This section will describe the specification of the project and what the simulation must do to allow us to complete the investigation. So, we need to simulate our project using such a program to allow us to get some output results that can be used to do the investigation on. We want to create a simulation that is able to do several things which can be described in the following points:

In this section, we will describe the design of this project and what we are going to do to meet the results of doing this investigation on. I am going to use Network Simulator (NS2) to simulate different scenarios with and without the attack. NS-2 can be downloaded for free from many websites [31]. It runs on Windows and UNIX systems, but it requires Cygwin to be installed on Windows to run NS-2 [7]. Tool Command Language (TCL) is used to create the topology and simulates the network. NS-2 is a very useful program that is used to simulate wired and wireless networks. It comes in different versions that are described as ns-2.xx. The version number from NS-2 that we have used is ns-2.33 (allinone-ns.2.33).

We are going to have three different scenarios to do our investigation on and to allow us to compare the output result of each scenario. The number of nodes in each network topology is between 10 to 23 nodes which are distributed along 800*800. The reason to have 10 to 23 nodes in the network is to reduce the amount of the traffics and the data that are generated between nodes, thus to allow us to have few data to do the investigation and comparison. There are two types of network traffics which are TCP and UDP traffics is going to be used in these scenarios to compare the effective of the attack on each type. The aim of using these different types of traffics is because they are quit differs in their functionality and the TCP is a connection oriented that must receive an acknowledgement from the receiver depends on WC that it set to before continue sending the remaining packets. Whereas, UDP is a connectionless that does not require acknowledgements from the receiver.

In this project, we need to use one of the routing protocols to do the investigation on and to see the affect of the attack on that routing protocol, therefore, we have used AODV routing protocol. AODV is one of the routing protocols that are used by Wireless Sensor Networks (WSN). This protocol has been described briefly in the previous chapter is reactive routing protocol. Many researches have been carried out on this type of routing protocol which allows us to get some useful data from.

In addition to that, we have followed the instructions of implementing a new routing protocol in NS-2 that are done by others researchers to allow the adversary node to behave as Black hole node. This new protocol needs some changes in the actual C++ code for AODV protocol and some implementations as well. After that, we have to add this protocol to ns2 and recompile it to allow changes to be effected.

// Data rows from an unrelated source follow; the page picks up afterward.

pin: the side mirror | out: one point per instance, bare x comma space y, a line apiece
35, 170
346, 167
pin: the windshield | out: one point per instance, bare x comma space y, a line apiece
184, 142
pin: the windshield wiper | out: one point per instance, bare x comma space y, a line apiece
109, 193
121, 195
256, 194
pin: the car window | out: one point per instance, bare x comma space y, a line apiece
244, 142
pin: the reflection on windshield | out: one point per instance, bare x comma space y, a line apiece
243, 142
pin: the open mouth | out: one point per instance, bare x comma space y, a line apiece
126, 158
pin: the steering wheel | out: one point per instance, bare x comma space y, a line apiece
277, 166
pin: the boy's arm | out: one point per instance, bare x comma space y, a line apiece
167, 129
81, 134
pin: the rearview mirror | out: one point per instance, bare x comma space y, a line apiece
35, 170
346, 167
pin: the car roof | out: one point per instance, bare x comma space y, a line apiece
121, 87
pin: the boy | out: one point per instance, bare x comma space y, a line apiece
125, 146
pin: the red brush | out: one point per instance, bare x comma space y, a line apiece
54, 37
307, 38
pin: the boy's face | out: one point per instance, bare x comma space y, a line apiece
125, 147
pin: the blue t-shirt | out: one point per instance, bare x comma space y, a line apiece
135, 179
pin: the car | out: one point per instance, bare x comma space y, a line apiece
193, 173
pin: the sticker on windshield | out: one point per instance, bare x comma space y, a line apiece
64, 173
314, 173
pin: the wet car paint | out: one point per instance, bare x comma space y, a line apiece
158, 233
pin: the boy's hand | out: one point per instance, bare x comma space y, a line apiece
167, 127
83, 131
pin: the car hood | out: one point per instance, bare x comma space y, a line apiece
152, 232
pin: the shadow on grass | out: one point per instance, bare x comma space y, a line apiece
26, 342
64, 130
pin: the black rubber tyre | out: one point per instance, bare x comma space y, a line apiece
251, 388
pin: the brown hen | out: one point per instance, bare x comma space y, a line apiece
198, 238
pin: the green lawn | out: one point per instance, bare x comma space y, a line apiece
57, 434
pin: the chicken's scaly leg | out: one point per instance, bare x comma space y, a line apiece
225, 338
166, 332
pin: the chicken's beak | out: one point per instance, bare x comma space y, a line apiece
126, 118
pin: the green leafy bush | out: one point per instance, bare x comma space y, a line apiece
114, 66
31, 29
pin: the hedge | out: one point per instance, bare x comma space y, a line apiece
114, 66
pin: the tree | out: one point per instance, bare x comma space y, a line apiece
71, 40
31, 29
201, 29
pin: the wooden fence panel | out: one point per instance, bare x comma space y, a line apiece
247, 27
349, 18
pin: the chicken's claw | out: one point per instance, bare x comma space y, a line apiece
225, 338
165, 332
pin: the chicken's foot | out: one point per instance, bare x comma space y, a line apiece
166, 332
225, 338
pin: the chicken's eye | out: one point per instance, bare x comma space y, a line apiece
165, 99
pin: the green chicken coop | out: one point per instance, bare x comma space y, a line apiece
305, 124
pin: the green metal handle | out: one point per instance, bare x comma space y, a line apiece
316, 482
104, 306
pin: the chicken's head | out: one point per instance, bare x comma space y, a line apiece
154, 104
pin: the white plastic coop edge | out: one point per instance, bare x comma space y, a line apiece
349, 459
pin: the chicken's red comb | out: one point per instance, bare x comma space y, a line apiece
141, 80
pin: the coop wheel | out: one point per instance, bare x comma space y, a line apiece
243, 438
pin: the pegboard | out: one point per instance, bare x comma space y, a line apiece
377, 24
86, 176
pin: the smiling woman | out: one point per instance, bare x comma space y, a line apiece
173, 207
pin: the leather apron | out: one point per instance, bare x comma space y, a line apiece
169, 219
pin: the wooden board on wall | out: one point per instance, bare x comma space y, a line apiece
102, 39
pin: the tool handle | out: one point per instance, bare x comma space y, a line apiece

Finally, to do the investigation, we need to have an attack on the network to allow us to collect the data, analysis it, and then compare it with the data from the network that has no attack on. We have decided to simulate Black Hole Attack on the network which allows the adversary to tract all nodes to send their packets through it and then simply drop them and ensure that those packets are no more propagated in the network.

Network Simulator (NS2):

Network Simulator (NS) has been developed at the University of California Berkley which is a discrete simulator program. It has been written in C++ and OTcl (Object-oriented Tool Command Language). Since 1995, NS becomes a part of the Virtual InterNetwork Testbed ( VINT) project which is supported by DARPA that develops tools for simulation results and analysis them and converts network topologies to NS formats. It has the ability to implement different objects of the network such as User Datagram Protocol (UDP) and Transmission Control Protocol (TCP), wired and wireless applications, traffic source behaviour like Telnet, Web, File Transfer Protocol (FTP), Constant Bit Rate (CBR) and more [22, 23]. The basic structure of NS-2 is:

C:\Users\user\Desktop\the project\ns 2 view.jpg

Figure 12: NS-2 View

At the top layer of the simulation, OTcl is a script interpreter used to interpret user simulation scripts by NS and it works with C++ codes where it is fully compatible to this programming language [22, 23].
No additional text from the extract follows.